Suddenly, the diamond's brilliance was gone, the colour shot away like
a long-gone gunfighter. In his hand he held instead a brick. Contempo
Weapons Lad grimaced, and cursed, "Offal oats!"

He looked around the meadow sadly, looking for some way to quit.
Eventually, however, his gaze was drawn back to the stone. It was cold.
It was dead. It was even, he thought, a little bit pink.

He wandered further, and chanced upon a massive whole in the ground,
which smelt oddly sweet. Contempo Weapons Lad leaned forward, and took
off his left, and then his right, glove.

He began to slowly descend the chasm.
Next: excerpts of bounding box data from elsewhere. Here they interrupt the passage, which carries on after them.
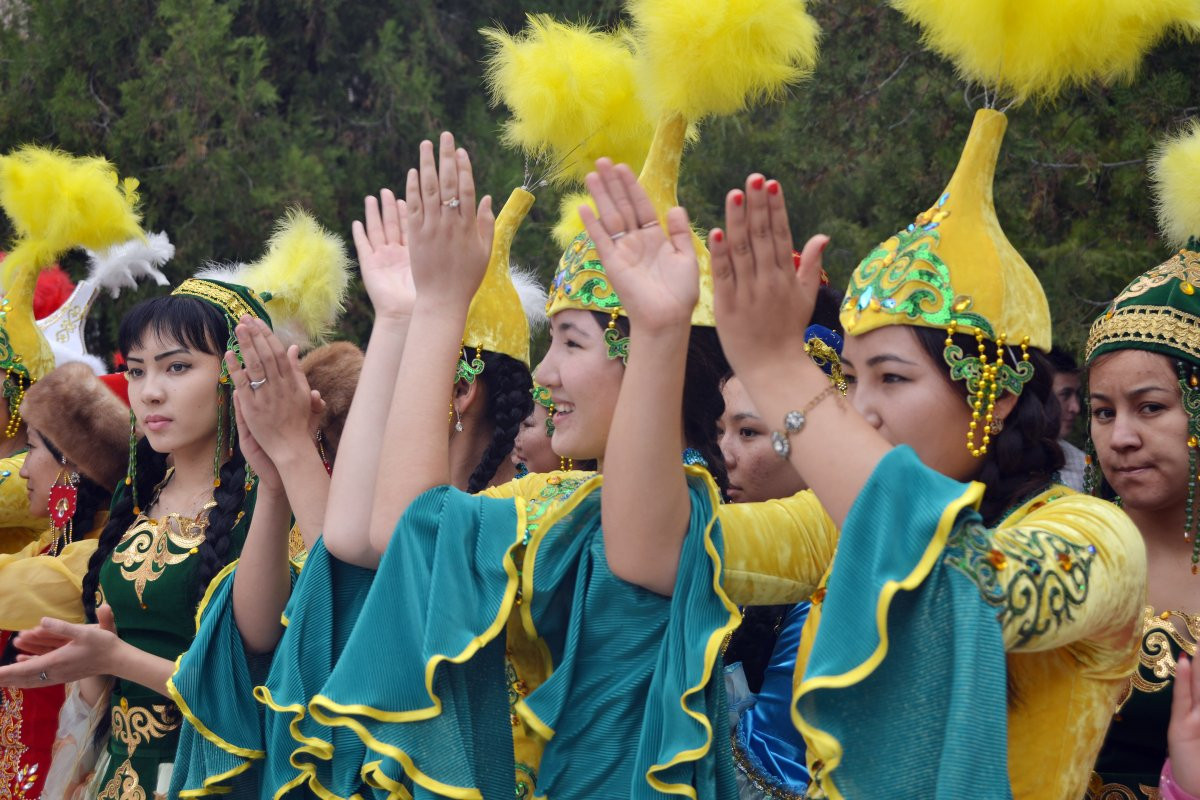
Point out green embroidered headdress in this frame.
[1084,122,1200,573]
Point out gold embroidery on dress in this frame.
[1117,606,1200,709]
[113,697,180,758]
[288,525,308,564]
[1112,249,1200,306]
[113,500,216,604]
[0,687,32,798]
[96,758,146,800]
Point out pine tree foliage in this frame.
[0,0,1200,351]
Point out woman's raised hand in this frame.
[226,315,324,488]
[350,188,416,319]
[708,174,829,386]
[406,132,496,308]
[580,158,700,330]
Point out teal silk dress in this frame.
[172,468,738,800]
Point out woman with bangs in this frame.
[0,212,344,799]
[601,109,1145,800]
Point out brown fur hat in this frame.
[20,362,130,489]
[300,342,362,461]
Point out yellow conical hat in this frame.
[841,109,1050,350]
[462,186,534,367]
[0,146,145,435]
[546,114,716,327]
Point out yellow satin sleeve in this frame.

When he reached the bottom, he
found himself gaping in wonder at a giant vegetable.

----------

Okay, I think that this thing's only saving grace is that it was better
than my first attempt.
However, it _can_ be viewed as a useful, education experience, from
which we learnt two things:

1. I need more practice at this sort of thing. Desperately.
2. One and a half hours is not nearly enough time to make this sort of
thing comprehendable.

For everyone who hasn't entered yet but is planning to, please, I
beseech you, keep that last one in mind.